Wills’s Jesus was a feminist who shocked his contemporaries by traveling with women (even though the text never hints at such scandal—more historical inference by Wills) and letting them listen to them when they “should” have been seeing to Sunday dinner. Jesus according to Wills was absolutely anti-hierarchical and never thought of founding an institution. The notion of Peter as a priest or a bishop or a pope Wills finds laughable from the standpoint of “the Jesus of faith.” He aims a number of barbs against Pope Ratzinger. His Jesus sounds for all the world like that of Hans Küng (On Being a Christian) and Adolf Holl (Jesus in Bad Company). He’d never darken the door of a church and would be shown the door again if he did try to enter.

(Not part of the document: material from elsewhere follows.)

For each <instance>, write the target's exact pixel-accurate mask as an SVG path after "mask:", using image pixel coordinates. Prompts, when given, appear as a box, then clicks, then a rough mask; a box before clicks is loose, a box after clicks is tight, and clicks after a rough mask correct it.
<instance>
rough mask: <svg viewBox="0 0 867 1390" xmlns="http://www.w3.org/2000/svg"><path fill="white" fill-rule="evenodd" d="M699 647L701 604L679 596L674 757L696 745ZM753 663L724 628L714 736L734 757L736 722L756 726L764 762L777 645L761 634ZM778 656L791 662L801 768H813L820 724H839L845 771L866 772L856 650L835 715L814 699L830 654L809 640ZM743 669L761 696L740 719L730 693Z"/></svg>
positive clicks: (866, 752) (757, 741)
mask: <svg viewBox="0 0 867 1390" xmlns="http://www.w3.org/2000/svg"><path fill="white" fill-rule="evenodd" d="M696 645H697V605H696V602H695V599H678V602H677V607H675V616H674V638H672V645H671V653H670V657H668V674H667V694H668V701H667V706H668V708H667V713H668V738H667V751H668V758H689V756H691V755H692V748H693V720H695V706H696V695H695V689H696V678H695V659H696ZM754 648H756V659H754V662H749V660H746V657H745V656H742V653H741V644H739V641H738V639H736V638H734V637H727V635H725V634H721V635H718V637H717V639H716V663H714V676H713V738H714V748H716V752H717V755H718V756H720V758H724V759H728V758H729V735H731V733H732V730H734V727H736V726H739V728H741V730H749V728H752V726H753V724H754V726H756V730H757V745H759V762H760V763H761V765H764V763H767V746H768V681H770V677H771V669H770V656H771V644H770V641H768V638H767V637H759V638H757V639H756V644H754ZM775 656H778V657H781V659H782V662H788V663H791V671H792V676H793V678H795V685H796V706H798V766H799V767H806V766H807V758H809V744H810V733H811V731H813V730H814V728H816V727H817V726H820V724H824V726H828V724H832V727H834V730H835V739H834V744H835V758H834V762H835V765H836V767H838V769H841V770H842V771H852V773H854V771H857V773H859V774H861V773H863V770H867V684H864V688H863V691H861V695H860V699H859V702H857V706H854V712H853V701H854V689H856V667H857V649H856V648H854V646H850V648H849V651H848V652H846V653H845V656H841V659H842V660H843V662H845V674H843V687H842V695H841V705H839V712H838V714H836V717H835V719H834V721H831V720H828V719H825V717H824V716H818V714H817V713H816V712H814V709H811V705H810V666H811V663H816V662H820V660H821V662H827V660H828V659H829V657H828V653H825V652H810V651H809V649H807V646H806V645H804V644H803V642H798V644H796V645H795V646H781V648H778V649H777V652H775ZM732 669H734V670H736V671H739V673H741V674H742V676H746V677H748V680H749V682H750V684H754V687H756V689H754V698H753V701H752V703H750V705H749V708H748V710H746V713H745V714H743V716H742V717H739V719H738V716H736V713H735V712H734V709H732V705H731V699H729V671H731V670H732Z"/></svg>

Though aloof from any political program, this Jesus insisted that the poor be fed and the street people be welcomed. If he were here among us today, he would be leagued with persecuted gays instead of their holier-than-thou persecutors. How is it possible that Gary Wills and the Jesus Seminar end up with such similar Jesuses? Wills has already told us, at least implicitly: certain figures will attract only legends of a type appropriate to them. Or as Claude Levi-Strauss said, all variants of the same basic myth will prove amenable to the same structural analyses. The same deep meanings will survive as the body of text, legend, and lore multiplies, like DNA regulating and directing new growth, though not without the occasional mutation. 

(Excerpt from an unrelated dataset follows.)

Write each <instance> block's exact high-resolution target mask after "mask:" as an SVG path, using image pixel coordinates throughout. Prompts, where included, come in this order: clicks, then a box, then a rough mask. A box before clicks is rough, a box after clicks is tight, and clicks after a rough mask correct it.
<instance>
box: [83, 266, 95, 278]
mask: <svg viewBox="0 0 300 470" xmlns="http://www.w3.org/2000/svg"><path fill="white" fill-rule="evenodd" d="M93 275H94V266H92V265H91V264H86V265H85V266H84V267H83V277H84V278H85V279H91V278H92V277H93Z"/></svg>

Wills’s Christianity is definitely Jesus-centric. What did Jesus mean by the “reign of God”? Simply himself. He was the presence of the reign of God. Wills does not seem to find this reductionistic. Wills wants it understood that Jesus wanted it understood that he was the only path to the Father. And what does this entail? Not what you might think. Pretty much what Walter Rauschenbusch said it did in the heyday of the Social Gospel movement: an egalitarian service to the poor and the outcast. Wills sounds like he is leading up to some version of orthodoxy but winds up with orthopraxy. His brief discussion of the atoning death of Jesus finally amounts to little more than the vacuous (pardon me) Moral Influence Theory of Peter Abelard: the death of Jesus somehow demonstrates the love of God. Earlier in the present review I observed that Wills seems to share Bultmann’s rejection of the old Liberal Protestant approach to gospel supernaturalism. It should not be abandoned, but rather interpreted. Well, now Wills himself sounds like an old-time modernist (sorry for that apparent oxymoron, but one has to use it!). Wills once wrote a book called Why I Am a Catholic. This new one reads as if the title were Why I Am Now a Liberal Protestant. It sounds as if Wells’s pious sneering at the work of the Jesus Seminar may be understood as political “triangulating.” He would seem to be trying to avert criticism from more conservative Catholics by saying, “Look, if it’s liberals and modernists you hate, you’ll find them over there in Santa Rosa! Don’t look at me!” I wonder if he will fool anyone.